Manav.id
Contrarian4 min read

AI safety without identity is theater

AI safety without identity

Alignment work matters. Evals matter. Red-teams matter. None of it changes outcomes if, when an agent does something consequential, no one can answer which human authorized the action.

What "safety" tends to mean today

The dominant AI-safety vocabulary is internal to the model: alignment training, refusal classifiers, jailbreak resistance, capability evaluations, interpretability research. These are real and important; we are not arguing against them.

The argument is that safety in deployment also requires an external scaffold: cryptographic, legible, human-anchored attribution for every agent action. Without that scaffold, even a perfectly aligned model produces outcomes that are unaccountable. With it, even an imperfectly aligned model is contained — because the chain of authority, scope, and supervision is recoverable.

Three failures of identity-free safety

Forensic. An agent does something consequential. The post-mortem cannot determine which human, with what scope, authorized the action. The team patches the model and the prompt; the architectural cause is invisible.

Insurance and liability. Carriers will not underwrite undocumented risk. Policies exclude "autonomous agent operation outside documented human supervision." Without identity, the agent is uninsurable, which means the operator cannot deploy at scale legally.

Regulatory. Article 14 of the EU AI Act demands human oversight that is "effective" and provable. Demonstrating effectiveness requires the audit log artifact identity produces. The model's safety properties do not appear in the audit log; the human's authorization does.

Why this is contrarian

It is uncomfortable for AI-safety teams because it implies their work is necessary but not sufficient. The structural answer to deployment safety includes a layer above the model — the identity, delegation, and attestation layer — that is not their domain.

It is uncomfortable for identity teams because it implies their work has stakes equivalent to the model itself. They are accustomed to being plumbing.

The reframe

Safety is not a property of a model. Safety is a property of a deployed system in which a model is one component, the agent framework is another, the identity layer is another, and the humans authorizing actions are the principals. Treating any single layer as sufficient is a category error.

The model team controls model risk. The identity team controls authority and attribution risk. Both must ship for "safe AI" to mean something operational.

Common objections

The strongest counter-arguments we have heard. The incumbent will catch up — possibly inside their boundary; the cross-platform shape is architecturally hard for them. The category is too narrow — we believe it broadens as agent autonomy compounds; we may be wrong; the data over the next year will tell.

Frequently asked questions

What are the strongest counter-arguments? The two we hear most: (1) the incumbent will eventually ship this, and (2) the category is too narrow to support a category-defining company. We address both head-on; we believe the incumbent's architecture cannot ship this without a rebuild, and we believe the category broadens as agent autonomy compounds.

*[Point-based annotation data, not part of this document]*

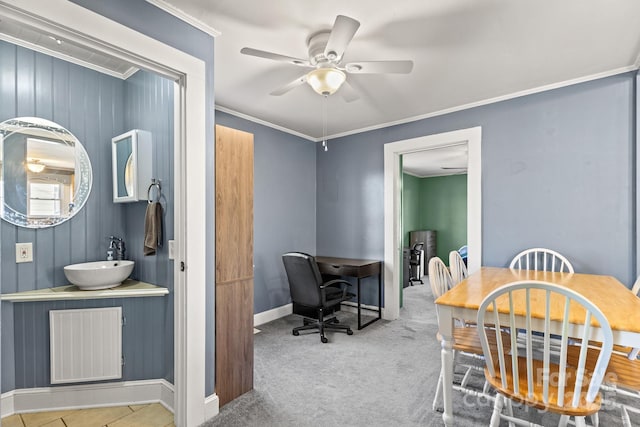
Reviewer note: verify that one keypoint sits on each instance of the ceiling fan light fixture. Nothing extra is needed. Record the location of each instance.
(326, 81)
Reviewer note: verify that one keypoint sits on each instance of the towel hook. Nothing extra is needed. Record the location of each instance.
(154, 183)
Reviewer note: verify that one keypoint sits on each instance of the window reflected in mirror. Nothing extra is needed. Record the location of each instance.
(46, 173)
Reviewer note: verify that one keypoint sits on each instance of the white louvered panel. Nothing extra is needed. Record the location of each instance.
(86, 344)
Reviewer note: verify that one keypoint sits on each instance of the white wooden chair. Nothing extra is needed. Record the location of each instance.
(544, 383)
(457, 267)
(439, 277)
(466, 339)
(541, 259)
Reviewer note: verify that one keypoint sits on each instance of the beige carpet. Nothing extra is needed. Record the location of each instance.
(384, 375)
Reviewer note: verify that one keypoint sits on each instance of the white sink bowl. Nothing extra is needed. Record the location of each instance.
(90, 276)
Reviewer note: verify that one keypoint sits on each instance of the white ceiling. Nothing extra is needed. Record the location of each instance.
(465, 52)
(450, 160)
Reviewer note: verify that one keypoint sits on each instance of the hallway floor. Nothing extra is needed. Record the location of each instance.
(152, 415)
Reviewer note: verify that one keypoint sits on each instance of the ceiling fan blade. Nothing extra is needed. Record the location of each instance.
(344, 28)
(348, 92)
(274, 56)
(286, 88)
(383, 67)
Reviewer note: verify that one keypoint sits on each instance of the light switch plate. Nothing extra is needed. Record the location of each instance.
(24, 252)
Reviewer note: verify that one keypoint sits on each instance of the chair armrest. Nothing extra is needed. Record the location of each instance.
(334, 282)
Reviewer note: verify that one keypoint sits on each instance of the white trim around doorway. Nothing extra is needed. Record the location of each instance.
(392, 205)
(72, 22)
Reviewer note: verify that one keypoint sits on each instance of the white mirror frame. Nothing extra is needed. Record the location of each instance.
(23, 126)
(73, 22)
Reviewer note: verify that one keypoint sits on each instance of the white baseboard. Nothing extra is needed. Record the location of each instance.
(273, 314)
(87, 396)
(211, 406)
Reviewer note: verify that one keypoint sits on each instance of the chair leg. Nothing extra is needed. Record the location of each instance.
(321, 326)
(580, 422)
(510, 412)
(626, 421)
(436, 398)
(564, 420)
(497, 410)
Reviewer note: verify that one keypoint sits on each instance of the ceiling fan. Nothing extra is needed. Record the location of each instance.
(325, 51)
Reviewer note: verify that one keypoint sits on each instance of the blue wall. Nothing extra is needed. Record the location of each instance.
(148, 19)
(284, 206)
(93, 107)
(557, 171)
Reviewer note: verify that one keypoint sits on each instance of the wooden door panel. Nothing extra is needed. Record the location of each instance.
(234, 340)
(234, 204)
(234, 263)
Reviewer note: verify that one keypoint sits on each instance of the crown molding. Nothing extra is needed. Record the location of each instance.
(180, 14)
(488, 101)
(23, 43)
(264, 123)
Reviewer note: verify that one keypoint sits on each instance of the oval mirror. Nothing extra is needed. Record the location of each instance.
(45, 173)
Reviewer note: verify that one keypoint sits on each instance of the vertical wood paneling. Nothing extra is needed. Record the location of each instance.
(92, 107)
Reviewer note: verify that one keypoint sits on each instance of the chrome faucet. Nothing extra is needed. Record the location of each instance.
(116, 245)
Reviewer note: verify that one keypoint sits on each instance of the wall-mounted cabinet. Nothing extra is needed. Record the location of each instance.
(132, 166)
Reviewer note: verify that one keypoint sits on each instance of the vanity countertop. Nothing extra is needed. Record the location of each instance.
(128, 289)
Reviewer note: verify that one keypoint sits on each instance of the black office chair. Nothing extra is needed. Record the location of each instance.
(414, 263)
(313, 298)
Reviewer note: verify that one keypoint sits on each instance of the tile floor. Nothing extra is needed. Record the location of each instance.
(152, 415)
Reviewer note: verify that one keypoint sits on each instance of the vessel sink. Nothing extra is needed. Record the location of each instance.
(90, 276)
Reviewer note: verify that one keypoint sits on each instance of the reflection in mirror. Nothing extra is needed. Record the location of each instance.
(45, 174)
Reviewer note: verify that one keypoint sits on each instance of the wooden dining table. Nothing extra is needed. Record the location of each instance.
(619, 305)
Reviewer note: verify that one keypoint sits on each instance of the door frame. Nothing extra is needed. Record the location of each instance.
(393, 152)
(75, 23)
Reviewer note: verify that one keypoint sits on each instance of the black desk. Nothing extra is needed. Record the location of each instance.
(358, 268)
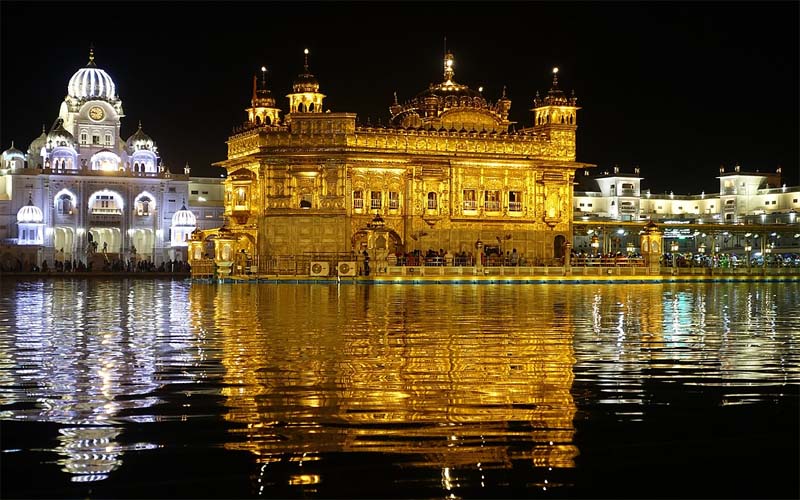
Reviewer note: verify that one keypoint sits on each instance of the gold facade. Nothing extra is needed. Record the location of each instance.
(445, 173)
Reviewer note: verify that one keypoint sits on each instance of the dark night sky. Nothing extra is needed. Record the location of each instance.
(678, 88)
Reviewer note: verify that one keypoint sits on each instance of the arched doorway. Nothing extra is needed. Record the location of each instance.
(559, 246)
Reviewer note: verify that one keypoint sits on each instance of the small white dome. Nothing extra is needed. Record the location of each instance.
(12, 153)
(184, 217)
(30, 214)
(91, 82)
(59, 136)
(140, 141)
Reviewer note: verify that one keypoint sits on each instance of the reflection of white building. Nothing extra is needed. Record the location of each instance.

Are we ignoring legitimate criticism? We try not to. The honest criticisms — slow adoption, immature SDKs in some languages, unclear regulator response — are documented openly. We answer with progress, not with marketing.

What would make us change our mind? Three signals. A major incumbent shipping a comparable cross-platform delegation primitive. A regulator explicitly preempting the category with a different spec. A customer cohort showing they prefer the platform-bound alternative even when the audit trail is broken. None of those have appeared.

Where to start

For the steel-manned counter-position, read ai act article 14 playbook. For the alternative we agree could win, see trust layer 100b company. We do not need to be right for the category to be real.

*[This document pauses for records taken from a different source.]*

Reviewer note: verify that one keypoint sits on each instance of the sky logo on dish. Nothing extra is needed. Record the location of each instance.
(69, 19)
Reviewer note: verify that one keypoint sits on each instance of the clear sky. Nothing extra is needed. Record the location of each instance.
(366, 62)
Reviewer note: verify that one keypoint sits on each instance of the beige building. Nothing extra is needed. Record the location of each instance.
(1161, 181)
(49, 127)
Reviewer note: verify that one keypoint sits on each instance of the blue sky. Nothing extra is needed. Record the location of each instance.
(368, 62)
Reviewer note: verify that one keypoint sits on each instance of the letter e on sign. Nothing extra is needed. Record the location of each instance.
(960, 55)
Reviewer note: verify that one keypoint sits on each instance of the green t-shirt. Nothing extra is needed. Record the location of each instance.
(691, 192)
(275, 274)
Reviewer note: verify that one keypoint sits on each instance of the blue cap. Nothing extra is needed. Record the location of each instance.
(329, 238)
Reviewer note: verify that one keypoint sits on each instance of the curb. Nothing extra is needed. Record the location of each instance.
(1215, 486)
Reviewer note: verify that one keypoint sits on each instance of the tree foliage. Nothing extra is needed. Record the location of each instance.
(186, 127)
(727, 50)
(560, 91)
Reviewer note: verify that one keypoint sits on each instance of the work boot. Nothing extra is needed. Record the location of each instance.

Why alignment people stopped pushing back

Two years ago, the alignment community treated identity as adjacent to their work — interesting, useful, but not central. The pushback was that alignment was a model-internal problem, not an interface problem. The position has quietly shifted. The alignment researchers we now talk to most often have come around to the view that no model-internal alignment guarantee survives the deployment surface, because the surface is where the agent decides what to do, who to act as, and on whose authority. A perfectly aligned model deployed without identity infrastructure produces outputs no investigator can trace back to a human decision. The shift is not a betrayal of the research agenda; it is a recognition that alignment lives at the boundary, and the boundary is identity. The argument is no longer whether identity matters for safety. The argument is whose identity protocol earns the alignment community's endorsement, and on what evidence.

What this implies for funders

Funders allocating capital between alignment and identity research should treat the two as complementary investments at this stage rather than competing ones. Alignment dollars produce the model behavior; identity dollars produce the deployment evidence the model behavior gets evaluated against. Either alone is incomplete. Funding the pair produces compounding returns where each strengthens the other. The funders who internalize this earliest are positioning their portfolios for the safety conversations the next several years will surface.

An aligned model whose actions cannot be attributed is still a liability. An imperfectly aligned model whose every action is attributed is governable.